To assume that Americans opposed to Obamacare don’t understand its substance and implications, however, ignores what happened in townhall meetings and Tea Party rallies across the country and in elections in New Jersey, Virginia, and Massachusetts.

Few major legislative proposals in American History have undergone the public scrutiny that Obamacare has received, despite Democrats' lack of transparency in the process. Broadcast and cable news media and the Internet have provided concerned Americans with access to information, analysis, and opinions on all sides of the debate. They may not understand every detail, but they certainly understand the fundamentals as well or better than some of their representatives in Congress.

Polls vary, but as many as two-thirds of the American people oppose the Democrat’s big-government approach to healthcare reform because they understand that it means government control of the healthcare sector of the US economy, it will increase taxes and healthcare insurance costs, and it will limit care. They want healthcare reform, but they don’t want the kind of reform Democrats are tying to impose on them. Passage of Obamacare won’t change their attitudes. More likely, it will only make them more inclined in November to vote against the Democrats who voted for it.

Top Democrats also believe that if they fail to pass the healthcare reform they’ve been pushing for more than a year, Independent voters will conclude that Democrats are incompetent. If they can't pass centerpiece of the Obama agenda with their majorities in the House and Senate, how can they govern effectively? It’s time, Independents will conclude, to return Republicans to power in Congress.

No doubt there will be some Independents that will have a more favorable view of Democrats if they pass comprehensive healthcare reform. But a large percentage, approximately 60 percent of those that voted for Obama in 2008, already have abandoned Democrats over deficit spending, their handling of the economy, and how the Obama administration has handled terrorist detainees. They’re still not likely to vote Democrat in November regardless of what they do on healthcare reform.

President Obama's poll numbers likely will improve if Obamacare passes. He will have succeeded in passing the centerpiece of his agenda. Nancy Pelosi will have strengthened her hand in the House. Harry Reid, one of those vulnerable senators likely to lose his bid for reelection in Nevada, if he loses, can leave office with his reputation among Democrats intact, become a lobbyist and make millions in the private sector.
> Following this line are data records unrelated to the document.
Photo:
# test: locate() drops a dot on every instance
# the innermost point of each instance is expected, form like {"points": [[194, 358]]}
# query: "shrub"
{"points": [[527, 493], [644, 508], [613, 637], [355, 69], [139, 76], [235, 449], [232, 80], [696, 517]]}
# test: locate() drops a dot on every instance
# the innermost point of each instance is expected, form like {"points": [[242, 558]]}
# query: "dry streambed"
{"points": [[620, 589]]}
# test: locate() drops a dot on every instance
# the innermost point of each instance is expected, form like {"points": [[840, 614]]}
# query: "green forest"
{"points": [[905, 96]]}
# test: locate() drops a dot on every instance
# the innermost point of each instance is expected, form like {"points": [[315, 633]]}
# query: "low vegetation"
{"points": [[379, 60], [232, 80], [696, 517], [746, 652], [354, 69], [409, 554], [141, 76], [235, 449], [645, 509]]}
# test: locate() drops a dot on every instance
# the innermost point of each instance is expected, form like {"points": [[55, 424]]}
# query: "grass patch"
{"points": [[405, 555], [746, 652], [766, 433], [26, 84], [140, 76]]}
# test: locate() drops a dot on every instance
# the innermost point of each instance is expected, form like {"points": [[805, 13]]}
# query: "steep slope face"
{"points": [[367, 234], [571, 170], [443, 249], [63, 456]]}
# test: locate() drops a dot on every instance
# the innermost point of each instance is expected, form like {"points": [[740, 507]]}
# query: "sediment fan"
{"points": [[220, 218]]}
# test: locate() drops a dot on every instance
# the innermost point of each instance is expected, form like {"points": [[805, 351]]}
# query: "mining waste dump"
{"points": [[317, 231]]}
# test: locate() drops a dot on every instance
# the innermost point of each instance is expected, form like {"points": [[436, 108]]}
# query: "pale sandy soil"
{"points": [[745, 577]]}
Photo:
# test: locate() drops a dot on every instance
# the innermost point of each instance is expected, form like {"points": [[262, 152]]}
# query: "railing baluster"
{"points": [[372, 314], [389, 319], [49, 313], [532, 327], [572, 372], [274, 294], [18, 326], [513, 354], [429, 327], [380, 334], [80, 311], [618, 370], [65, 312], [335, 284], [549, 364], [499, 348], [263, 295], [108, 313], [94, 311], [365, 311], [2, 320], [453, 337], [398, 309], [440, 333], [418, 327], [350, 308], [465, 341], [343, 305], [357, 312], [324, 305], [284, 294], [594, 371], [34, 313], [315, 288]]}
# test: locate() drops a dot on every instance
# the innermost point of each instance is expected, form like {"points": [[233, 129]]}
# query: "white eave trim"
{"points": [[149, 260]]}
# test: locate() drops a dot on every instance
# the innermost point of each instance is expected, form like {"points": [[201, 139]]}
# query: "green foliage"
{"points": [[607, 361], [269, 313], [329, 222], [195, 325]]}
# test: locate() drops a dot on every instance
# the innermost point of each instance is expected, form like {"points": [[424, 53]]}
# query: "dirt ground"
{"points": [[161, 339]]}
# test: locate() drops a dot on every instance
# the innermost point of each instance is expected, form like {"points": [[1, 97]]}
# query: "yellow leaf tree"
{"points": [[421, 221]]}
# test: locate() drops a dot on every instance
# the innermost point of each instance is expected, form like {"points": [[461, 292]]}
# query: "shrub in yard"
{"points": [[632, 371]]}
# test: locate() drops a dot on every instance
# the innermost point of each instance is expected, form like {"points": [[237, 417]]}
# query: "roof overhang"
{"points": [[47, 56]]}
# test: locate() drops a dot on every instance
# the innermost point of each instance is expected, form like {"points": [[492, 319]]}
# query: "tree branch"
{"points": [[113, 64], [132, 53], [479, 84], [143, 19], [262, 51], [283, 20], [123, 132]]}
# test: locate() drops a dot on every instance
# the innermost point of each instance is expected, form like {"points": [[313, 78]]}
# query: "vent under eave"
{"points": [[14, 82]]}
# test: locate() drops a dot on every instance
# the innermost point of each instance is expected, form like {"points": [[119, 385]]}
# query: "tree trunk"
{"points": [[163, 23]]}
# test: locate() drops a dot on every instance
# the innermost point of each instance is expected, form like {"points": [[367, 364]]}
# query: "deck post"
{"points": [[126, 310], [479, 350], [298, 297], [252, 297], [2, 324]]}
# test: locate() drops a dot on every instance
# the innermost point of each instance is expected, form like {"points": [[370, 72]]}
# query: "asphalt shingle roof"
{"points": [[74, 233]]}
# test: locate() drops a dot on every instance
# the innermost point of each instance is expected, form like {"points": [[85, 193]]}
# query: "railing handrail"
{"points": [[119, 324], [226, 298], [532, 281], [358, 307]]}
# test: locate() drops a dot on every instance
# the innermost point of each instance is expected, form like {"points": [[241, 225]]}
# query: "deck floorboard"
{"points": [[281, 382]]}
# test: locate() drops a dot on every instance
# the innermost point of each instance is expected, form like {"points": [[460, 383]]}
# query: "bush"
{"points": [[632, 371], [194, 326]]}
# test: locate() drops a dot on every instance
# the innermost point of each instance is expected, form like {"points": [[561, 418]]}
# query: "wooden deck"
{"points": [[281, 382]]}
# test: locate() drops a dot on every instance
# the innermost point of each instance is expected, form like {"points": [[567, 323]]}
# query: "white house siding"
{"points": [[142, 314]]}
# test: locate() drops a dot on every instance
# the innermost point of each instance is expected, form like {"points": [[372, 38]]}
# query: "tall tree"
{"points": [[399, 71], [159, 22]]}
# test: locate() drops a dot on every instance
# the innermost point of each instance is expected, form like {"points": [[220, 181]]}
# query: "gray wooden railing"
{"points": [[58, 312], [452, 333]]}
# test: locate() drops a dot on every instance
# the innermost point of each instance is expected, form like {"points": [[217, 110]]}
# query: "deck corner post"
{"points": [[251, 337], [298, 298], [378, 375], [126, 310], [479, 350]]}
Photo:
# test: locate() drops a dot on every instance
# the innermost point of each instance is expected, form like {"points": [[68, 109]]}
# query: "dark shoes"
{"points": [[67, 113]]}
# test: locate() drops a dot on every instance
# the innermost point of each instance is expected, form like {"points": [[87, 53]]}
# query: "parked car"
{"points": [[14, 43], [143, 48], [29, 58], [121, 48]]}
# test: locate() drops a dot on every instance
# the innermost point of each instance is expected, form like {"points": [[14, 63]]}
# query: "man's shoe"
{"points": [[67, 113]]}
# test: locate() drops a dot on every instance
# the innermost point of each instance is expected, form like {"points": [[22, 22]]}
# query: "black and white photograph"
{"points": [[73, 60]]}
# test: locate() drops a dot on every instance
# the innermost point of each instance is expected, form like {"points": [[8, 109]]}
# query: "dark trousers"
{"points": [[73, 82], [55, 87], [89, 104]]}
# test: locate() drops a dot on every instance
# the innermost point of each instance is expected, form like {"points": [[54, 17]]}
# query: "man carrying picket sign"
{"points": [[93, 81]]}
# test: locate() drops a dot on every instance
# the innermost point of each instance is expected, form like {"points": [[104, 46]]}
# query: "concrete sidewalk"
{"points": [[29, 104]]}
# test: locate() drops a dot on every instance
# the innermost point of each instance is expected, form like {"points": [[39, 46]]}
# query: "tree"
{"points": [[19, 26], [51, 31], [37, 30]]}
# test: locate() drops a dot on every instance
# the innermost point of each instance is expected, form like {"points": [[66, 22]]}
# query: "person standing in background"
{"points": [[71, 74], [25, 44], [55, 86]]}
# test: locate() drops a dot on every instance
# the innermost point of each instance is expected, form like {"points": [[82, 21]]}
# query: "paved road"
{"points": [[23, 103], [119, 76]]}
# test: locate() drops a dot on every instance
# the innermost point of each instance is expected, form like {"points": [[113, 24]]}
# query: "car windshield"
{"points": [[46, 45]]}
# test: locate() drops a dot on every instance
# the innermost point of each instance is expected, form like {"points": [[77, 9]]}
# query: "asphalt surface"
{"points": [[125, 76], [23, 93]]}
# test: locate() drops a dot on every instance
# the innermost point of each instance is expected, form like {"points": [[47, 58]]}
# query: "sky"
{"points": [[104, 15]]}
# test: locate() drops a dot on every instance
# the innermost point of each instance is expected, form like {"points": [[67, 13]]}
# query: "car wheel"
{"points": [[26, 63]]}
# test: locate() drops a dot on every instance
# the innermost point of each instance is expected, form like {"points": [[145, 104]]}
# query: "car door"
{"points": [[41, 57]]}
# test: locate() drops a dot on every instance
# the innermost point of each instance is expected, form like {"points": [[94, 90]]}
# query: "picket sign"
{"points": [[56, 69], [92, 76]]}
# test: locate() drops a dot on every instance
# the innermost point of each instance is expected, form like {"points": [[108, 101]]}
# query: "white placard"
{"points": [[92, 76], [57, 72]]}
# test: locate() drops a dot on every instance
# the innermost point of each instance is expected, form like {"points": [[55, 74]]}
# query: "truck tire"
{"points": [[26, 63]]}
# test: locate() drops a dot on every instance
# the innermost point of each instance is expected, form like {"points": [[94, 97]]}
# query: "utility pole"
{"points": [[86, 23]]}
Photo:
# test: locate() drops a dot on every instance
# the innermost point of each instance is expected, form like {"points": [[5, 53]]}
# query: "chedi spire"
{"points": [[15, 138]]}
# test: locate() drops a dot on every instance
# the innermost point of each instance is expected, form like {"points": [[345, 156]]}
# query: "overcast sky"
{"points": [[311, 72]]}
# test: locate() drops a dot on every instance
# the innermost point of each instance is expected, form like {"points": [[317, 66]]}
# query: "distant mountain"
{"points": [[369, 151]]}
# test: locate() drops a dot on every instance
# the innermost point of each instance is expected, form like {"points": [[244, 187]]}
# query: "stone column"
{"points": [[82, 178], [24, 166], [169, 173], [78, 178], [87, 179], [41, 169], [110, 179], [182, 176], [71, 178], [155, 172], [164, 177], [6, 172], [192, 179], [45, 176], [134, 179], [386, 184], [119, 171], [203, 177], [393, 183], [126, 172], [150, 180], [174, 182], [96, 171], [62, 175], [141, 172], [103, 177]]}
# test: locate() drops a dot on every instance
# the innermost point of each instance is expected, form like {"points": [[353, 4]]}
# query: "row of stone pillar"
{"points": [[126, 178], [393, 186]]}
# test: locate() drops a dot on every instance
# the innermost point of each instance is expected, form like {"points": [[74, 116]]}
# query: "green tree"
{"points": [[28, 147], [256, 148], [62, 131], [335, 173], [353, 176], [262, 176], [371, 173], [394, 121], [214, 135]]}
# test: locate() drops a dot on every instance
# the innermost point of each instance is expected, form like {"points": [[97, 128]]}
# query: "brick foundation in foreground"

Congressional Democrats in general, especially those who voted for Obamacare, will not be so fortunate. Republicans will defeat more of them in November than they would if Democrats agreed with Republicans to start over on common ground and work for true bipartisan healthcare reform. Democrats may even lose control of both houses of Congress.

Democrats won't be better off if they pass Obamacare, and neither will the country.